All residents follow rules for successful recovery, some of these are listed below:

  • Residents must be 100% drug and alcohol free – possession, consumption, or being under the influence at any time. 
  • Residents must submit to random urine drug screens and breathalyzers.
  • Residents must maintain active involvement in self-directed treatment, particularly A.A. / N.A. meetings.  We require this for all residents.
  • Residents must participate in our community: weekly house meetings; house duties and chores, and group activities.
  • Residents must pay rent every Friday.
  • Residents my not possess any weapons, including firearms, knives, pepper spray / mace, baseball bats, etc.
  • Residents are accountable to each other and to their House Manager. As a recovery community, residents are required to report rule violations; covering for a friend is not only immoral, it is grounds for discharge.
Download our Resident Handbook here.

Meet Our team

Dawn Watson

Dawn Watson

Outreach Coordinator

Dawn connects with recovery community partners to help us reach the right folks at the right time, helping to ensure access to healthy housing when it’s most needed. She champions that belief that everyone deserves a chance to be sober and works hard to advocate for our residents. Her workday doesn’t end at 5:00 – she’s constantly sharing her passion for her work and stories of recovery with folks from hospitals, to recovery centers, to grocery check-out clerks.

Hunter Foote​

Executive Director & Chief Financial Officer

Hunter opens new doors by supporting growth, managing capital assets, and controlling operating costs in order to continue to build a self-sustaining and independent financial structure. A Harvard University alumnus, he brings to our team his diverse experience in finance, accounting, and economics. He believes Robert J. Shiller’s quote, “finance is about stewardship and, therefore, about achieving the good society.”

Live-In Staff

House Advisors & House Managers

For confidentiality reasons, live-in staff cannot be listed by name on our website. Without any contest, our House Advisors and House Managers have the most important and most fulfilling job. We couldn’t do what we do without our dedicated men and women guiding our homes every hour of every day. Thank you.
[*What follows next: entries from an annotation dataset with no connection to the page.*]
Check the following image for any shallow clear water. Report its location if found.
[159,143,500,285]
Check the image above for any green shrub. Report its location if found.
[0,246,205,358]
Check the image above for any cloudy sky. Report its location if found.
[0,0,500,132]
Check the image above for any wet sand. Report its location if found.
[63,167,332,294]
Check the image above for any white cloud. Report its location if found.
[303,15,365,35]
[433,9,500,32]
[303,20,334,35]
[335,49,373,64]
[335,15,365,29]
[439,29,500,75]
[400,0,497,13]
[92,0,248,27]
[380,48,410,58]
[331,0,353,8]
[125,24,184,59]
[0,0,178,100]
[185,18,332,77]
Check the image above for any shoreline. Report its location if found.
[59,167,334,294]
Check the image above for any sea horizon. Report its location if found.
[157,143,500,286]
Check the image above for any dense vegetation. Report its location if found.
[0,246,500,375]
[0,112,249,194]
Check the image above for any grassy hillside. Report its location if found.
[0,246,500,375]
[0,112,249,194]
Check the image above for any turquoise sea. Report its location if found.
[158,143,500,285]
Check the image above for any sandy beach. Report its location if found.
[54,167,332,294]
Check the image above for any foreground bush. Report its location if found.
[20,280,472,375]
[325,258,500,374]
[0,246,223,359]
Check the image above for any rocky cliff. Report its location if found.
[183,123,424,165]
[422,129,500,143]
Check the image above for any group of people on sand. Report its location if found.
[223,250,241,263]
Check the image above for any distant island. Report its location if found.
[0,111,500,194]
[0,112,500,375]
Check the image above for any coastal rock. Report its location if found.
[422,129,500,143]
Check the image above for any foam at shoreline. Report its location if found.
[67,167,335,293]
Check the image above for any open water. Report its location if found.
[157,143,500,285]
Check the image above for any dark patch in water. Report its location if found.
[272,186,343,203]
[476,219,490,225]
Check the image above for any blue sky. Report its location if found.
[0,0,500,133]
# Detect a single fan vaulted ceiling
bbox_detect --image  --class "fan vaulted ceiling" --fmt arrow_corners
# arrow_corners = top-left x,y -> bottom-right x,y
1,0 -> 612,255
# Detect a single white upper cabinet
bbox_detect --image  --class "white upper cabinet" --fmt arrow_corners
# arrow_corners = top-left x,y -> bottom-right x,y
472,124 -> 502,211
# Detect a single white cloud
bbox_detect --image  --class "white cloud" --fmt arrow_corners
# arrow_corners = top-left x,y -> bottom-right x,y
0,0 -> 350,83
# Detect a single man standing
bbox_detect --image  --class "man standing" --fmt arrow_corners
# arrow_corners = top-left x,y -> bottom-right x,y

Who is Richard Vanderburgh?

Richard Vanderburgh was an artist, painter, carpenter, and a mentor and friend to many. He was also a recovering alcoholic. He lived his life serving others, giving his time and energy selflessly to give back to the recovery community, young adults, his church, and his community.

In his memory, Vanderburgh House was created as a place where those in recovery can achieve their highest potential in life. Our goal is to embody the kindness and compassion that Richard Vanderburgh gave to everyone.